Littlejohn Takes Goodyear Biz –

In an effort to get back to the basics, Goodyear has sold off its specialty chemical business to Littlejohn & Co. for an undisclosed amount.

The sale reflects Goodyear’s long-term strategy to sell non-core assets and reduce company debt, according to Chairman and CEO Sam Gibara.

Additionally, the sale allows the Goodyear chemical division to refocus its resources on its three core businesses basic and high-performance polymers and antioxidants used in tires and other rubber products; rubber latex used in asphalt; and adhesive resins used in hot melt and pressure sensitive applications.

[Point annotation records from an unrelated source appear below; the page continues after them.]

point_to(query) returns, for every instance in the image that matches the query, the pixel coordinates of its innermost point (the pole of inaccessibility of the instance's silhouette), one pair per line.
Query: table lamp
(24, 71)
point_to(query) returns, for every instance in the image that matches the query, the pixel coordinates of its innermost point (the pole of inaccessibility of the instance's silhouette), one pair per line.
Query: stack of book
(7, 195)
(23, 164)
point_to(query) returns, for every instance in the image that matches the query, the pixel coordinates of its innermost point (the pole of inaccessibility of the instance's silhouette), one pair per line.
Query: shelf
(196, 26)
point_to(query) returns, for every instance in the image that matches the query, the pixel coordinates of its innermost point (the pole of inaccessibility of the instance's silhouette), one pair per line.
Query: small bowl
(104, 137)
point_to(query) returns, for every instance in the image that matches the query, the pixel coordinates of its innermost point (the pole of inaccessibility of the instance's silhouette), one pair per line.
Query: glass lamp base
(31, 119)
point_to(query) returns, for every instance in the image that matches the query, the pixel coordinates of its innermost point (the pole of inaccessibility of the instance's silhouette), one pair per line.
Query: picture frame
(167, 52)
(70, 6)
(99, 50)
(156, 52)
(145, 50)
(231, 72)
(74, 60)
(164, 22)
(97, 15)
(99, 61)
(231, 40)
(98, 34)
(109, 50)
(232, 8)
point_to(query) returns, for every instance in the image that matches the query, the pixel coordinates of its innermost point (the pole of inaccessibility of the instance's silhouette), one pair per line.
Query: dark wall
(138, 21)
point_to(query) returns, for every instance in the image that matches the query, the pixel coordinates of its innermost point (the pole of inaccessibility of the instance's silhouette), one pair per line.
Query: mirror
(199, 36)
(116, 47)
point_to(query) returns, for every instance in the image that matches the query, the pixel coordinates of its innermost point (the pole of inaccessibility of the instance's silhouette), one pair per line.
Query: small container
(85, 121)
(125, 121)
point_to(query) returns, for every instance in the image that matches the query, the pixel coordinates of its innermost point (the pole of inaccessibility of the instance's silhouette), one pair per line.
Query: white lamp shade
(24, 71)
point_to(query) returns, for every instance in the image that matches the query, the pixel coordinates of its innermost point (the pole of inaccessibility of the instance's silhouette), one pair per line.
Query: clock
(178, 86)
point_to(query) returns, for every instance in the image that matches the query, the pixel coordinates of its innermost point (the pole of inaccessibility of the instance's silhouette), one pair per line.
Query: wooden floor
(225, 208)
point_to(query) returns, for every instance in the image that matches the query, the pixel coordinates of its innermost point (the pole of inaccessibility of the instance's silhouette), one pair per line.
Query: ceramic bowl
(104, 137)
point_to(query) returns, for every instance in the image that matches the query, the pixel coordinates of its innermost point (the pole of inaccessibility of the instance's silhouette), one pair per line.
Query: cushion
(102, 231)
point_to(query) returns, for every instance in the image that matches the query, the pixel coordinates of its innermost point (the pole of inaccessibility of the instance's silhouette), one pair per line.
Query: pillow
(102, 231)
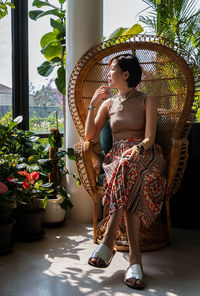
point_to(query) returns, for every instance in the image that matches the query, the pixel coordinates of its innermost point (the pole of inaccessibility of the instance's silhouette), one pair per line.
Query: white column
(84, 29)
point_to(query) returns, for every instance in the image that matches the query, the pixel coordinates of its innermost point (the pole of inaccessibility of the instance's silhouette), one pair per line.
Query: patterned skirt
(137, 185)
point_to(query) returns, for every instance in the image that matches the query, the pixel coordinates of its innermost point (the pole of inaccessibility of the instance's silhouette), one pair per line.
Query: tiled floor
(57, 266)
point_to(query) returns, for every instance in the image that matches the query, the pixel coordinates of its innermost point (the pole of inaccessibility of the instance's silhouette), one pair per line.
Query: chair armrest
(177, 164)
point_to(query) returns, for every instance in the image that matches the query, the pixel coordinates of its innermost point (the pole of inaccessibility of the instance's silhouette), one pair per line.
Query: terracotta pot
(29, 226)
(6, 230)
(53, 212)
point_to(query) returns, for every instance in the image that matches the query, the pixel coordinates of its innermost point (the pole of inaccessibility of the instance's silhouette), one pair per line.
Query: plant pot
(54, 215)
(6, 231)
(29, 226)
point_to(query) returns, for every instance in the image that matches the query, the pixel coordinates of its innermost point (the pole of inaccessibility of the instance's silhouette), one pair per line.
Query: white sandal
(104, 253)
(134, 271)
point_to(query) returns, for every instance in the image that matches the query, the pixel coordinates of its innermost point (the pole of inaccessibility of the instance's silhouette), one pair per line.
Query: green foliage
(21, 156)
(52, 43)
(4, 7)
(119, 32)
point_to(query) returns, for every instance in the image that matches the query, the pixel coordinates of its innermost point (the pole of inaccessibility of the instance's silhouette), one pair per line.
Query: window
(5, 66)
(44, 98)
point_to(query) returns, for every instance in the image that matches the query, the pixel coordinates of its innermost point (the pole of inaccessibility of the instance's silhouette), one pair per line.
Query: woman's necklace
(120, 106)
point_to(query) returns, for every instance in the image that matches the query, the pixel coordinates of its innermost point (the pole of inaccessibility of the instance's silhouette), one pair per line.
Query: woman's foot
(102, 256)
(134, 277)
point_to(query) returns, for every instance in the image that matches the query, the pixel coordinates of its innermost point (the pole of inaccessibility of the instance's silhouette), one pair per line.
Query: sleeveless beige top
(130, 122)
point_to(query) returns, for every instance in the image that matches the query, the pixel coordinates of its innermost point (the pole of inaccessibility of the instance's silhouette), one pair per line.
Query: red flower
(10, 180)
(23, 173)
(25, 185)
(3, 188)
(33, 176)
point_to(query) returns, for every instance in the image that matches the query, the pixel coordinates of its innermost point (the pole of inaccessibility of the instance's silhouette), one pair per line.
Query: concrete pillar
(84, 29)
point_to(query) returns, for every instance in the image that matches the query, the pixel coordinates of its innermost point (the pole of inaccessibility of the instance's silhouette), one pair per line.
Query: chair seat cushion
(101, 179)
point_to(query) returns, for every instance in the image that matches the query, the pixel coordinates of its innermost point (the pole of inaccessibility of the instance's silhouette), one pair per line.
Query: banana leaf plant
(4, 5)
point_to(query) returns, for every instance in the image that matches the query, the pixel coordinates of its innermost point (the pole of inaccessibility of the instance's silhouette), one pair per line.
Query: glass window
(44, 98)
(5, 66)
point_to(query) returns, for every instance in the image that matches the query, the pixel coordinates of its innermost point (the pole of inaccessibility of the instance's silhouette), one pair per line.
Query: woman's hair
(130, 63)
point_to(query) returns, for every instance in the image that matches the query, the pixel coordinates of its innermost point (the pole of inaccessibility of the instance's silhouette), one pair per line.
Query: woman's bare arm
(94, 124)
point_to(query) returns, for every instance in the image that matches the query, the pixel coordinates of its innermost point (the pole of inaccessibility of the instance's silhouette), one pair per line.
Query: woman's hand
(102, 92)
(133, 152)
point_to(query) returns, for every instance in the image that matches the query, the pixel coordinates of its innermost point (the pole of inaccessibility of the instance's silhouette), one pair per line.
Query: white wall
(84, 29)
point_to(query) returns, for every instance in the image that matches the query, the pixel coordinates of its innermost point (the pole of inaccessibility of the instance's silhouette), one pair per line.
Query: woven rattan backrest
(166, 75)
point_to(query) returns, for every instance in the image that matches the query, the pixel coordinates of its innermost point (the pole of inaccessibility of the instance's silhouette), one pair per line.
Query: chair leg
(95, 209)
(168, 219)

According to Goodyear, the division is still solid even though it no longer fits its business model. In 2000 the division generated sales of more than $120 million and is profitable. It also employs 410 people between its Le Havre and Orsay, France offices, and its Akron, Ohio-based facilities.

“Although it continues to be strong, it was not part of our long-term plan,” Gibara added.

The company might be financially healthy but it must have some problems or Littlejohn, which typically invests in under-performing companies, wouldn’t be involved. “We don’t generally have a lot of competition on our deals because the transactions are quite hairy and most firms don’t want to deal with that or these types of companies,” said Michael Klein, president at Littlejohn.

Littlejohn, which took a majority stake in Freedom Chemical in 1992 and exited in 1998, was happy to take the division off Goodyear’s hands. “The business has a strong global presence and well-known brands. Plus the acquisition had two facets: one free standing European business and a U.S. plant,” Klein said.

Littlejohn expects to grow the division organically as much as possible and then perhaps make some acquisitions, although there are no deals in the works yet.

“You have a company that has really strong market position and sales with a lot of market opportunity. We’re going to expand on the company’s products, further develop its customer base and build it into something great,” Klein said.

The Akron, Ohio-based specialty chemical business that is being sold off includes resins for paints, coatings and print toners; elastomeric modifiers; and rubber and plastic anti-degradants.